A orígem de Baños perde-se na noite dos tempos. Há constância de que estava habitado pelos "vetones", povo prerromano com reminiscências célticas, que se dedicavam sobretudo à agricultura e à ganaderia transumante, para a qual utilizariam o passo natural de comunicação que mais tarde serviria aos romanos para construir a estrada "Via da Prata".

Os testemunhos mais antigos que se conservam neste município datam da época romana, e têm relacão com a existência duma fonte de águas termais e da estrada romana. Os diferentes autores que estudaram a estrada romana denominada "Via da Prata" não lograram chegar a acordo algum em qual seria o nome desta povoação, identificando-a uns com a "mansio" de Caecilio Vico ou
Caelionico, outros com Banium ou Aquae Caperensis.

A estrada conserva o seu traçado em dois grandes tractos situados nas entradas Norte e Sul da povoação. O pavimento empedrado do Norte, com quase dois quiilómetros de percorrido, foi objecto duma restauração em 1973. Neste tracto, onde começa a subida para superar o porto, podem-se ver dois exemplos de somidouro. Perto do tracto Sul, a médio quilómetro da povoação, conserva-se uma pequena ponte de fabricação romana, chamado do Cubo, que possui um único arco de 3,50 metros de luz e está muito reformado.

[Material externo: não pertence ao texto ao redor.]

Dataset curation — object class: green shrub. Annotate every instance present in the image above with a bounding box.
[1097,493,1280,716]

Durante a Idade Média, a Via da Prata perdeu importância económica e, após a reconquista, o seu traçado serveu para marcar a fronteira entre os reinos cristões de Castilha e León. Depois, também se utilizou para limitar as jurisdições eclesiásticas das dióceses de Coria e de Plasencia. Deste modo, Baños converte-se numa povoação fronteriça, criando-se dois núcleos de povoação nomeadamente unidos no que respeita à sua realidade física, mas diferenciados administrativamente. Cada bairro pertencia a reinos diferentes, a dióceses diferentes (pelo que há dois templos parroquiais) e diferentes senhores feudais.

A parte correspondente à parróquia de Santa Catalina dependia do reino de Castilha, e da Diócese de Plasencia e era propriedade do Duque de Béjar (Zúñiga), enquanto que o distrito parroquial de Santa Maria fazia parte do reino de León, da Diócese de Coria e do Senhorio do Marquês de Montemayor. Com a divisão provincial de 1833 Baños de Montemayor constitui-se como un município independente. Finalmente em 1959, passou à diócese de Plasencia.

No século XVIII, D. José González Laso, bispo de Plasencia, fez importantes obras na zona, por exemplo a reforma do Balneário que, depois, foi continuada por D. Juan de Porras y Atienza, bispo de Coria. Desta época data o primeiro prédio para os banhos, cujas abóbadas de ladrilho ainda se conservam.

O século XIX foi a época de maior sucesso do termalismo, construindo-se um novo prédio para o Balneário e um Hotel . Pelo seu especial microclima, Baños tornou-se num destino de veraneantes que construem residências de verão seguindo os estilos arquitectónicos do momento.